However, I did have an older client app that needed to call my new service, but its coding style was all based on XML and I felt it would be inelegant or impure to add new code that used JSON and the NewtonSoft libraries. Since a WebApi REST service has implicit support for both XML and JSON, this was a good chance to prove that the service was fully functional for XML based clients. By putting ?format=xml in GET urls and adding Content-Type: application/xml to POST headers the client could override the JSON default serializer and demand XML formatting instead.
Of course it works. I could issues a GET request and the response contains a complex .NET class object serialized as XML. A typical response might look like this:
<AuthenticationData
xmlns:i="http://www.w3.org/2001/XMLSchema-instance"
xmlns="http://schemas.datacontract.org/2004/07/RCS.Licensing.WebApi.Portable">
<Jobs>
<Job>
<CaseLimit>0</CaseLimit>
<Cases>10000</Cases>
<Client i:nil="true" />
--cut--
Note the formatting of the XML which contains interesting namespaces and the use of i:nil to represent null values (which is actually a W3 standard that developers seem to forget).
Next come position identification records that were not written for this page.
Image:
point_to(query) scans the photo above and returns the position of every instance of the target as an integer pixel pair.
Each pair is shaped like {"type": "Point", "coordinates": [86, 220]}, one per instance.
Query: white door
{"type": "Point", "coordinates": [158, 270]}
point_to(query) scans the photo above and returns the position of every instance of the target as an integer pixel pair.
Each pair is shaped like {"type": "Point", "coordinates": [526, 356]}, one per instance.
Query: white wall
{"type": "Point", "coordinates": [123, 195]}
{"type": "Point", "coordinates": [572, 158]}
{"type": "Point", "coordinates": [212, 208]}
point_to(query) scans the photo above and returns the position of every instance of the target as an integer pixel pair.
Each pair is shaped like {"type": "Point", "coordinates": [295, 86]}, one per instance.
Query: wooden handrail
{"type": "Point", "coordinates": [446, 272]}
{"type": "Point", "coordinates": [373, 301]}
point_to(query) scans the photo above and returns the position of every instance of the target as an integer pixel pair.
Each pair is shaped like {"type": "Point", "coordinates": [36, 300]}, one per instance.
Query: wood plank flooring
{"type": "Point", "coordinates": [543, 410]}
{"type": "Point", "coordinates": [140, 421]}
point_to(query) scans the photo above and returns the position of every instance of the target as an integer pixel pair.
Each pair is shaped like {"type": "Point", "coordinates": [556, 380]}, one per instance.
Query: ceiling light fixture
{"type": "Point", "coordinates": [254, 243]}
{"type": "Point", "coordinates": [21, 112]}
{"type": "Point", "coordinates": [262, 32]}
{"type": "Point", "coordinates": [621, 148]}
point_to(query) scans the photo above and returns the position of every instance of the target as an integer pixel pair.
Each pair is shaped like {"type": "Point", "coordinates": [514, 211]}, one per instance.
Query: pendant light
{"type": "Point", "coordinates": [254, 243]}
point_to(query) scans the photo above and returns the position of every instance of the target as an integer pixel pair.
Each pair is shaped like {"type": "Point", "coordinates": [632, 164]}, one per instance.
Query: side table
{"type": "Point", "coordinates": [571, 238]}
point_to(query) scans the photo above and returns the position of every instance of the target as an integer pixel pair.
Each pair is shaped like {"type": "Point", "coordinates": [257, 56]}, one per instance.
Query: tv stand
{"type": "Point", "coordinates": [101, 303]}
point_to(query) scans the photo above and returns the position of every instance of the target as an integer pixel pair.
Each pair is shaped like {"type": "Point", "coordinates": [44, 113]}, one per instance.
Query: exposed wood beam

I absent-mindedly tried to use the XmlSerializer class to deserialize this XML, and after adding the namespace it seemed to be working well ... until I noticed all the i:nil values where coming back as zero-length strings. Clearly I was using the wrong technique.
The I noticed (and remembered, see highlight text above) that the WebApi uses the data contract serializer, not the XML serializer. Simply use DataContractSerialize ReadObject and the XML coming back in WebApi responses will unwind the way you want.